Quercus interpõe providência para impedir venda de terreno à Pescanova
A organização ambientalista Quercus interpôs uma providência cautelar para impedir a Câmara de Mira de vender terrenos à Pescanova e assim inviabilizar a instalação de um empreendimento de aquacultura de pregado, anunciou hoje o presidente da associação.
O presidente da direcção da Quercus, Hélder Spínola, referiu hoje que o objectivo da associação ambientalista é impedir a instalação em Mira do empreendimento de aquicultura de pregado da Pescanova.

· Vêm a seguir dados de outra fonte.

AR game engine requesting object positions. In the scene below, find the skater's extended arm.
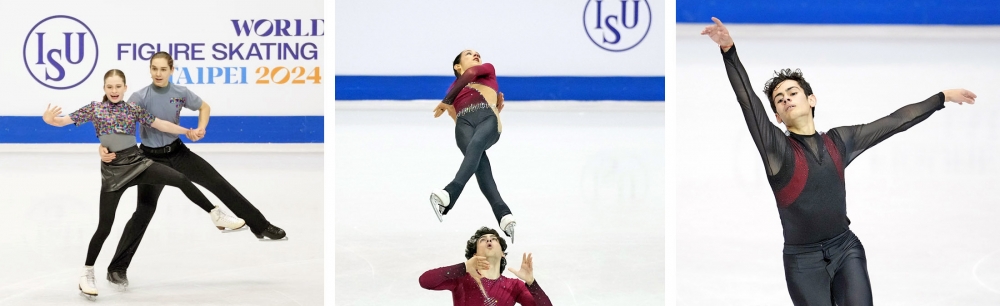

A providência cautelar deu entrada no Tribunal de Mira e pretende impedir a realização da escritura de compra e venda do terreno previsto, alegando que o mesmo não pertence à autarquia.
"Trata-se de um terreno baldio, que tem uma comissão de compartes e a Câmara não pode vender uma coisa que não é sua", justificou à Lusa Hélder Spínola.
Segundo o presidente da Quercus, o valor acordado entre a Câmara de Mira e a Pescanova terá sido de 2,5 euros o metro quadrado, tendo a autarquia recebido já 20 por cento do pagamento, ficando estabelecido que os restantes 80 por cento seriam pagos no acto da escritura.
É essa escritura que a Quercus tenta agora impedir, através da providência cautelar junto do Tribunal de Mira, como um dos meios para se opor à instalação da unidade da Pescanova naquele local, insistindo que devem ser estudadas alternativas de localização.
Apesar de a localização se situar em Reserva Ecológica Nacional (REN) e pertencer ao Sítio de Interesse Comunitário da Rede Natura 2000 denominado "Dunas de Mira, Gândara e Gafanhas", que a Quercus quer ver salvaguardado, o Estudo de Impacto Ambiental (EIA) do empreendimento concluiu que "apenas uma ínfima parte será ocupada, correspondendo aproximadamente a um por cento do Sítio" e que "os impactes sobre a flora, comunidade vegetais e habitats classificados apresentam uma escala reduzida".
O empreendimento da Acuinova - Actividades Piscícolas, SA, filial da Pescanova, envolve um investimento global de cerca de 140 milhões de euros, a realizar em duas fases durante os próximos quatro anos, prevendo vir a produzir sete mil toneladas de pregado anuais.